Several more people have come forward to say that they paid in full for parties at the shuttered La Bella Vita catering hall only to have the owners take their money and run.
La Bella Vita, the popular Ozone Park catering hall at 106-09 Rockaway Blvd., abruptly closed last month after nearly three decades in business. After the closure, several people came forward to say they had paid for parties at the hall that were suddenly canceled and their money was not refunded. One of those included a holiday party for the Queens workers of the city Housing Authority.
The latest patrons who are complaining they lost money include the general manager of Seapod Pawnbrokers, an Ozone Park-based chain of pawn shops, who admitted that they had signed a contract with La Bella Vita for a party scheduled Dec. 13.
The catering hall blamed a fire for its closure during the second week of December, but an FDNY source says the department knows of no reports of a fire at the site.
The party was abruptly cancelled, allegedly because of the fire, and left Seapod out thousands of dollars.
The general manager of the pawn shops, who identified himself only as Howie, said he paid $7,700 for the party as well as more than $3,500 for nonrefundable party favors from outside, including a DJ, casino supplies and cigars.
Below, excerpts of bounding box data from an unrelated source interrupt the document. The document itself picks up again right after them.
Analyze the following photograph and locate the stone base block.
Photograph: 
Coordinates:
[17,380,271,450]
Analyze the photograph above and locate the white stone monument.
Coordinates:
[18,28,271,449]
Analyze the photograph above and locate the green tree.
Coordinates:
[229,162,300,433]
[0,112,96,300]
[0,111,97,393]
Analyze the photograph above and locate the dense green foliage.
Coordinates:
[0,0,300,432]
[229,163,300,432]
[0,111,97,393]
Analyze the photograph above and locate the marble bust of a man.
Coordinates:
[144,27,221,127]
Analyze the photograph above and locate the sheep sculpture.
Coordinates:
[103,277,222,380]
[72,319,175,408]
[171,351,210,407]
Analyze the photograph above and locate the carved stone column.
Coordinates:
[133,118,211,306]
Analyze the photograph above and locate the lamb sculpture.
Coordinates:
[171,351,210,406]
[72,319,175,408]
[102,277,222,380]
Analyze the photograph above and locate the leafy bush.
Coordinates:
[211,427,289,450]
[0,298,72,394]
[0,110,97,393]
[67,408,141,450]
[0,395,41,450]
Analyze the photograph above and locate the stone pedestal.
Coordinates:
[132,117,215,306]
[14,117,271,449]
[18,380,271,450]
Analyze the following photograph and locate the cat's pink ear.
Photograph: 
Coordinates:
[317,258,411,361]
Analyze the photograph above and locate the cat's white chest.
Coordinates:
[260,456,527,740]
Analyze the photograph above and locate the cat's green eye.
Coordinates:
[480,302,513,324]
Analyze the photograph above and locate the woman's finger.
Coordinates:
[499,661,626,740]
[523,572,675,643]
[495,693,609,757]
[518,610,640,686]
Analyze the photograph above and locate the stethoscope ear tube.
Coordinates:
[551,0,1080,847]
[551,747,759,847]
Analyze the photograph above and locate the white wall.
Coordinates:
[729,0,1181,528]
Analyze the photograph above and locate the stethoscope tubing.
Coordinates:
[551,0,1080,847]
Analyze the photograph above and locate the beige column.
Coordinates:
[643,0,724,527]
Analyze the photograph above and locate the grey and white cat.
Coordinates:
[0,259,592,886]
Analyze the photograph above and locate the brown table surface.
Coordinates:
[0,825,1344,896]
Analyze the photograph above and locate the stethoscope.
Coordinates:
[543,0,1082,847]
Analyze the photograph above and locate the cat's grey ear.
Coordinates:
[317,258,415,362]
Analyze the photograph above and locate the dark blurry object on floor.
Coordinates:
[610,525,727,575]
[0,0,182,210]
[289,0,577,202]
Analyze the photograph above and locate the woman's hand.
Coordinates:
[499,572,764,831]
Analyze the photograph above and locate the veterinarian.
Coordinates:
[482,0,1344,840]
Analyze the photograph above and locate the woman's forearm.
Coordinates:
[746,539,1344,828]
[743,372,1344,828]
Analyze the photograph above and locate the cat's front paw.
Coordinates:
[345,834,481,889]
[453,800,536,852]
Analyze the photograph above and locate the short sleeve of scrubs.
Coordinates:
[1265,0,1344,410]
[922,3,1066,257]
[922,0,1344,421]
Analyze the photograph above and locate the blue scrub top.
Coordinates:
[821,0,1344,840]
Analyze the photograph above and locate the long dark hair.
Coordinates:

“This is blatant fraud,” he alleged.
La Bella Vita, under its corporate name Tres Amici, filed for bankruptcy in federal court in May, but continued booking reservations for parties through November. Though the official reason for the closure was the fire, sources said the hall was shuttered due to the bankruptcy.
“They wanted to stay open long enough to honor the parties, but were unable to,” said one source close to La Bella Vita’s owner Tony Modica.
Helen Vidal said she scheduled a party for this coming May and paid in full. Despite numerous calls to the party organizers, she has not received any calls back.
“I have been contacted them leaving several messages and no one has returned my calls,” she said in an email.
Deon Looknauth booked a party in November slated for the first weekend of February for his daughter’s first birthday. He paid a $900 deposit, but then the closure happened. He said he drove by and saw the sign on the door that said the catering hall was closed due to a fire.
He contacted the party planner at the hall, but did not receive a call back until last Wednesday and said if he wanted his money back, he would have to file a claim with bankruptcy court and that they would help him find another place for the party.
“I have guests coming from Canada, from Florida,” Looknauth said. “It’s been a very frustrating procedure. Why were they allowed to continue bringing in business after they filed for bankruptcy?”
He said he was able to book another place for a party this weekend.
Helen Petersen, a spokeswoman for Queens District Attorney Richard Brown, said the DA’s Economic Crimes Bureau would field complaints, but said it would take a review to find out if anything criminal was done or if it was a civil matter. Vidal and Looknauth both said they would contact the DA’s office with their complaints.
Attempts to reach Modica and his lawyer were unsuccessful. An email for Modica is no longer working.
Modica also owned a pizzeria next door to the catering hall that closed a few years ago.